Breaking
News! Saturday, March 19, 2005!
Many Dead People Are Not Really Dead But Suffer From
 |
| These dead people in the morgue
are hypochondriacs. |
A Severe
Form
Of Hypochondria
A growing number of doctors and medical care experts have reached the
conclusion that many patients who have died or are dying are not really
sick or even dead, but that they suffer from a severe form of hypochondria.
“The theory, which seems absurd at first, makes a lot of sense when
you examine the arguments,” says Mayo clinic medical researcher
Dr. Velstien Vertboots. “A lot of people think because they are
old they must die. But the human body even in old age is very resilient
and has amazing healing powers. It is only people's attitudes that make
them feeble, sick and dead. Death is mostly a psychological problem and
then many people thrive on the attention they get while dying. Many deceased
people are actually healthy.
Then it becomes a self fulfilling
prophecy. Because people are convinced they are sick and dead they don't
eat or even breathe. So then they actually die.”

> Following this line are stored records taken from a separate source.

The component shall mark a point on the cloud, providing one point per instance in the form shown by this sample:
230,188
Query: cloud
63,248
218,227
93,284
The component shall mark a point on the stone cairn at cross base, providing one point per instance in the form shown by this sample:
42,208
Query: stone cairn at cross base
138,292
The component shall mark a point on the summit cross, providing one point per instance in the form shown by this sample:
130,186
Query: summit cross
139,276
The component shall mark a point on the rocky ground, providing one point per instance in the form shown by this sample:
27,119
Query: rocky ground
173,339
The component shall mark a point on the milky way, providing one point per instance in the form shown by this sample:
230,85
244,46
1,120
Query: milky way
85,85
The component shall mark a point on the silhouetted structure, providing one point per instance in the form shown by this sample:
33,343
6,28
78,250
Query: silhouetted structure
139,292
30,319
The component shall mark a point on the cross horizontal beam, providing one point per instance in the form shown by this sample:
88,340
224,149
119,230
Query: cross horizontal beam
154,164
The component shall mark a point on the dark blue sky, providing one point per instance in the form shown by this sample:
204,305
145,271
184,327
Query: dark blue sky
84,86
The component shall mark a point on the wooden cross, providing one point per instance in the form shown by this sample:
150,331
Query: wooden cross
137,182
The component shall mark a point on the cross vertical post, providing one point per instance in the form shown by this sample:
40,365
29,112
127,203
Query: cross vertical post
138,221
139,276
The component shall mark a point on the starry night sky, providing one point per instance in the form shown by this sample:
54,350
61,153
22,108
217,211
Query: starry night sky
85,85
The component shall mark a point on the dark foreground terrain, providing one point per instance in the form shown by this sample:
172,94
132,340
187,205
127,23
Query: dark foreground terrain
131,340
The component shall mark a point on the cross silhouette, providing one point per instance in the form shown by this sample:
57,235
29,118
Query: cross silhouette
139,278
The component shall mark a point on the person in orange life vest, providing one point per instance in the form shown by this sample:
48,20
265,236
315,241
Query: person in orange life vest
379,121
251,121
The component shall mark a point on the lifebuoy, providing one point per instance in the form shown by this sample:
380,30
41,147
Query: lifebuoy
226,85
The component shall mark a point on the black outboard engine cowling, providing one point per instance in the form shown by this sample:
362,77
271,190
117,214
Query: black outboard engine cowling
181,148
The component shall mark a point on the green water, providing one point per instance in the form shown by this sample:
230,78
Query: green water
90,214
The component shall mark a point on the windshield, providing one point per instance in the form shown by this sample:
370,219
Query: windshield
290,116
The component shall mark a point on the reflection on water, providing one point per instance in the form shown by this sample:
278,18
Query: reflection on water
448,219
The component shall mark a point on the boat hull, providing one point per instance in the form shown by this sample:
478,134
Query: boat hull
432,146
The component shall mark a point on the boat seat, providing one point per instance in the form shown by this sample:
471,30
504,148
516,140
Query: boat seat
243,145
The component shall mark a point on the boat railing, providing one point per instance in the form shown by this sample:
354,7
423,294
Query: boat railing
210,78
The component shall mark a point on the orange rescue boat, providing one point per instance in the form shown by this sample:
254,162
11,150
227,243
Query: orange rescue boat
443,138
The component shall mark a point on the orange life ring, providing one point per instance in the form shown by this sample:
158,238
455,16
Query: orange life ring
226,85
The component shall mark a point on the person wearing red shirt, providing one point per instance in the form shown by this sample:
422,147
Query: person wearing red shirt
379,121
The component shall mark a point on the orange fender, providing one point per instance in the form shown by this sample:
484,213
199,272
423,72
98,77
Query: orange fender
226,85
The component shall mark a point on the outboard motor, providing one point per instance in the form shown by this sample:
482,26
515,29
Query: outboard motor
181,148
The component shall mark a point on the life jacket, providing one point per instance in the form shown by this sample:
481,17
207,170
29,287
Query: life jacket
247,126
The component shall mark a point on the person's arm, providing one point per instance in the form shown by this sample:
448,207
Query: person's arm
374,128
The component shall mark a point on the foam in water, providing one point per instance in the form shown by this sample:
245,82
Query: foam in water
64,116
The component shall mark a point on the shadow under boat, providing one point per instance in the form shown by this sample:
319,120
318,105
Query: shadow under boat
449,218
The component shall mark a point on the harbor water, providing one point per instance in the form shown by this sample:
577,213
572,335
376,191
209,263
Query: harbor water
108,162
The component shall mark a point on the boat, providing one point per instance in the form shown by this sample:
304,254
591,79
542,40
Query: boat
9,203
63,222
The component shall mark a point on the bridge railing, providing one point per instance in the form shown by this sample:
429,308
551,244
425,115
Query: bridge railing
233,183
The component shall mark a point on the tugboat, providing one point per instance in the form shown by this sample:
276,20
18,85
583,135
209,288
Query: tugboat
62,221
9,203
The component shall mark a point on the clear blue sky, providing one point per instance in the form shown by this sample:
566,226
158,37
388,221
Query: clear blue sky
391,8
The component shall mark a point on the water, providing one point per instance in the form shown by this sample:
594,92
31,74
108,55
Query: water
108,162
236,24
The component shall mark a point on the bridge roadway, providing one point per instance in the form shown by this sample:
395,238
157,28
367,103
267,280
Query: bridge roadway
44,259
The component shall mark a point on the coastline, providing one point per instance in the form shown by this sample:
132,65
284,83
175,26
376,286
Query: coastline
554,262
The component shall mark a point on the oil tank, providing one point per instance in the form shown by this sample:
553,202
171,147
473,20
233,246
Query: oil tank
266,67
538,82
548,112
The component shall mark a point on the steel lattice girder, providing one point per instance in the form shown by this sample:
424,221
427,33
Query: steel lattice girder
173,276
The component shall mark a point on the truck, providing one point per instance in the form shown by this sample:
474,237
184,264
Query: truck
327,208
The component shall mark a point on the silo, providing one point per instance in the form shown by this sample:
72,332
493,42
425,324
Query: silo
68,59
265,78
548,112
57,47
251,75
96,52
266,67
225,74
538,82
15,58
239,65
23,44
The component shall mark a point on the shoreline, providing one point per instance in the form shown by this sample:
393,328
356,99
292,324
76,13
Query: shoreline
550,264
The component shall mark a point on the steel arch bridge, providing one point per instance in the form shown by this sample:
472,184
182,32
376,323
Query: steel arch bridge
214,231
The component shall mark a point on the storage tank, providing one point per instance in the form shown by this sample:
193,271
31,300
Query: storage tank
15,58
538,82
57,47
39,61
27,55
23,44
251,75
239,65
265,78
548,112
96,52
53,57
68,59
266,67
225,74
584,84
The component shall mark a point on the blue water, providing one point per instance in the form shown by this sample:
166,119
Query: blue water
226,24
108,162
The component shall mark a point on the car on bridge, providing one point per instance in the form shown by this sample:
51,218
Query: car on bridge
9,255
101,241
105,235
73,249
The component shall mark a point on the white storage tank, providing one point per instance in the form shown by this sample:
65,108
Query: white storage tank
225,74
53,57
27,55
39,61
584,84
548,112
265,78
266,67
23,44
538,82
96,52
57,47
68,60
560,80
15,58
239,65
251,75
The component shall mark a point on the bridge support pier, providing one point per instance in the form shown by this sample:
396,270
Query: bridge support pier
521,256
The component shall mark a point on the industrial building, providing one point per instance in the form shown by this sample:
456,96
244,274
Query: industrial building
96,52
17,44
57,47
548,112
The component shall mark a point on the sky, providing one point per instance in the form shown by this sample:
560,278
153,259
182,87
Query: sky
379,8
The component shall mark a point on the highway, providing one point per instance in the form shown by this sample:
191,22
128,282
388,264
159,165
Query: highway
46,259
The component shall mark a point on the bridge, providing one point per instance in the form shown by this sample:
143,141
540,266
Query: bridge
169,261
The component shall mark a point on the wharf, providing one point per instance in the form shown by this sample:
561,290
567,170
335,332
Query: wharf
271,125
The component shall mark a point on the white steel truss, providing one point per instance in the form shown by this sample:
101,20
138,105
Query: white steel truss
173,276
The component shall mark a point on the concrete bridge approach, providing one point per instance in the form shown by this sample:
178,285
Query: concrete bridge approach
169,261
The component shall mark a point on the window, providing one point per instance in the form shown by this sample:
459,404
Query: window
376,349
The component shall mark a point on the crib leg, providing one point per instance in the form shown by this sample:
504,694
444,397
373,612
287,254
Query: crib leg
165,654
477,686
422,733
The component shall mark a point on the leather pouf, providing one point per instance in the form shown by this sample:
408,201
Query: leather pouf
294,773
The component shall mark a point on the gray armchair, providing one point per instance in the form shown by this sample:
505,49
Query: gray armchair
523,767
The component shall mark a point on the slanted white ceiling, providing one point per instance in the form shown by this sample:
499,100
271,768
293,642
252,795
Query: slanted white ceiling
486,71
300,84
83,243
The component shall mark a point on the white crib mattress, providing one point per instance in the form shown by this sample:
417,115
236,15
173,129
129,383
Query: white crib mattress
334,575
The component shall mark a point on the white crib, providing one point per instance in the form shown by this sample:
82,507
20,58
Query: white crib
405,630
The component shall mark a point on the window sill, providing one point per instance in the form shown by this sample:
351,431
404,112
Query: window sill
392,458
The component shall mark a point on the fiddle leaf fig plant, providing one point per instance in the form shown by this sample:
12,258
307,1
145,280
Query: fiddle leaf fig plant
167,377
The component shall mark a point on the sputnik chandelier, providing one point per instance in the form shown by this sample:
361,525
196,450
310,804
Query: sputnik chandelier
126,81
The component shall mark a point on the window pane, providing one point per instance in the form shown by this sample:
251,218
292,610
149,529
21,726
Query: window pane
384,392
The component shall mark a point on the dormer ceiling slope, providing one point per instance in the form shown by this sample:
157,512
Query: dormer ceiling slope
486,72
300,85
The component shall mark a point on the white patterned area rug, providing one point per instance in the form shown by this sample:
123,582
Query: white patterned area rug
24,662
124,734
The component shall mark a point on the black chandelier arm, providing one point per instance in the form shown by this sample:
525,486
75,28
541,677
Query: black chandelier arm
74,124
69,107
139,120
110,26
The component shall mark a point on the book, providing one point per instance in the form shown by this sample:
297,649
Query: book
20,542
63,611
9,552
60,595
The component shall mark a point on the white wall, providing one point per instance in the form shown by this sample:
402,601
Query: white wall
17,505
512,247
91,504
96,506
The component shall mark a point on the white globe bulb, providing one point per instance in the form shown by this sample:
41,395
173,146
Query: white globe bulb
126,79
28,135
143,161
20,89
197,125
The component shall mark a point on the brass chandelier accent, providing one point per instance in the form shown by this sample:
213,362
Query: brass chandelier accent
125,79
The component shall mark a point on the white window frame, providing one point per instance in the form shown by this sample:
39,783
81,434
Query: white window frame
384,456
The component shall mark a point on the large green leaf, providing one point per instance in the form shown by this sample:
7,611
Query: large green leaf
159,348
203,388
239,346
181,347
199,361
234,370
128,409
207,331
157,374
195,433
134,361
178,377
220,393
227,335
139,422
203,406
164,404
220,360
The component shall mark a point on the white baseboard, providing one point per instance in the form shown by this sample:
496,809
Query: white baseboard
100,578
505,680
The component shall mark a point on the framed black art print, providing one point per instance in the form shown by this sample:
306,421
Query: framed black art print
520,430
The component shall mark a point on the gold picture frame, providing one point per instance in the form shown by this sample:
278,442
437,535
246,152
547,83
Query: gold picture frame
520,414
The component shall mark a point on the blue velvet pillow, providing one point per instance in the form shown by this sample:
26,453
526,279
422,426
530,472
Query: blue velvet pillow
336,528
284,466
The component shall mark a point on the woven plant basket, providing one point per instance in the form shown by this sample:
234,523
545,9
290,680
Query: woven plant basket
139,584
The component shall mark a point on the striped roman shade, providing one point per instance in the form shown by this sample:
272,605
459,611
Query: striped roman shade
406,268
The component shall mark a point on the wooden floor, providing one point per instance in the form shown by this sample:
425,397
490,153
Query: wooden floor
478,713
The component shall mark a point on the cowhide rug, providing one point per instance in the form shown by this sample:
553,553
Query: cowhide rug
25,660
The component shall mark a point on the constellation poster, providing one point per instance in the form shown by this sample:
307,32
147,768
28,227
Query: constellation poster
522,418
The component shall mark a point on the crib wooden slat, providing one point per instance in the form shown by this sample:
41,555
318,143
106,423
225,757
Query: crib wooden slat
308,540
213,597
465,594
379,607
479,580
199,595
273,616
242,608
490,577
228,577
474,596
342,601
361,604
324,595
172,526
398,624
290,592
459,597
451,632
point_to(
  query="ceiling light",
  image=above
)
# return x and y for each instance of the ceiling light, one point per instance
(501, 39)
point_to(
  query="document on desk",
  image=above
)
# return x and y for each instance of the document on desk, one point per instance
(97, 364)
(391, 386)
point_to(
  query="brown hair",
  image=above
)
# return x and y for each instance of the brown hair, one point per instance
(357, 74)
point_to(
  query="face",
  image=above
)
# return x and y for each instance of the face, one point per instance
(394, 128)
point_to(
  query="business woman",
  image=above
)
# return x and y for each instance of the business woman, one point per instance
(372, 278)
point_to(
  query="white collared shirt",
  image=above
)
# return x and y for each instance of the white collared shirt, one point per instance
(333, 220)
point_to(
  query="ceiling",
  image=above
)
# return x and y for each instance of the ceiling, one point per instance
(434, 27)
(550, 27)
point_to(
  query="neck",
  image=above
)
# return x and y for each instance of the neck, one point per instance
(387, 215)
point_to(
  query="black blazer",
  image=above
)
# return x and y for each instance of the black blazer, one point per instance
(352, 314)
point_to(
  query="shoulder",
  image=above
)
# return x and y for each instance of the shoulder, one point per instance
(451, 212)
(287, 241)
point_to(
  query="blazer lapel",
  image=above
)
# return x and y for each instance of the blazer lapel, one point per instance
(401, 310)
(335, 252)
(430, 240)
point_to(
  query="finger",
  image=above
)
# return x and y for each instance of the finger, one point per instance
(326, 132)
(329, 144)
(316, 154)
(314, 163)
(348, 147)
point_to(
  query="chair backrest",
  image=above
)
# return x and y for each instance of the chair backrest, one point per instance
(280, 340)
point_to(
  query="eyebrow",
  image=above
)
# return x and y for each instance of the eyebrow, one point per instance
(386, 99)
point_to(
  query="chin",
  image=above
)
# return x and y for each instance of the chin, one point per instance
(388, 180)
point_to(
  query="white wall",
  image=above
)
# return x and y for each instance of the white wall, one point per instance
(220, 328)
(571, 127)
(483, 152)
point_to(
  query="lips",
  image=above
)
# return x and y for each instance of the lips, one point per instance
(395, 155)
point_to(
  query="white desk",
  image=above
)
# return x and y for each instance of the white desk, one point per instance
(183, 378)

Dr. Velstien is among a growing group of doctors nationwide who are giving
attention to the problem of deadly hypochondria.
“Deadly hypochondria is a big medical problem that people do not
want to address because it is a stigma to have mental problems,”
says Chicago Medical Center physician Dr. Albert McTutoo. “People
sympathize with you if you have physical problems. Many people who supposedly
die, lay on hospital beds and even in coffins for years and they are actually
perfectly healthy. Many people burn to a crisp in crematoriums way before
their time. Patients go to extremes with psychosomatic symptoms and convince
nurses and doctors they are dead. These hypochondriacs even start stinking
like a dead person even though nothing is physically wrong.”
One Florida physician, Dr. Gary Lutenuts, related a typical case: “I
had a patient whose hypochondria was so advanced he went to the extreme
of stopping his heart.
“I told the patient, 'Snap out of it. It is all in your head. You
are perfectly healthy. You are just trying to get attention for yourself.'
What better way is there to get attention for yourself than to have a
funeral?
“I said to this patient, 'If you don't snap out if it I am going
to cart you right out of this hospital room and straight to a psychiatrist.'
Still the patient didn't budge.
“Then I said, 'So, you are not taking me seriously. You don't believe
I will cart you right to the psycho ward. I will give you five more minutes
to snap out of this hypochondria. If you do not at least say something
or start breathing again, believe me, you are going right to the psycho
ward.'
“This patient was so extreme in his hypochondria that he convinced
all the nurses assisting me that he was dead. He even swayed another doctor
who came into the room that he was dead. All my colleagues looked at me
as if I were a nut case. What absurdity! This guy was so psychosomatic
that he got everyone thinking I was the one that was nuts! Unbelievable!
“The five minutes passed and he still did not move. I said, 'Perhaps
you do not believe I am serious. Well, I will show you!' I threw the patient
on a stretcher and wheeled him right into the psychiatric ward. His pathology
was so severe that he even convinced the psychiatrists on duty that he
was dead. The psychiatrists looked at me, a professional with years of
experience, like I was the one who was psycho. Ridiculous!
“I said to those shrinks, 'Don't let this guy fool you. Are you
really taking his crap? How did you guys ever get through medical school?
I cannot believe how gullible you guys are.'
“Part of the problem with this rampant hypochondria,” added
Dr Lutenuts, “is that doctors and nurses go along with it. If doctors
were more stern with patients who tax our time with dying fewer would
get away with it. Let's face it, people get old and ugly and no one cares
about them like they used to. What is a better attention grabber than
dying? It is a sure way to get in the limelight. That is why so many old
people die. We, as medical professionals need to resist placating these
needy psychosomatic patients who waste our time so we can devote our attention
to the truly sick and injured. Severe hypochondria is a big drain on the
medical system and on our whole economy.”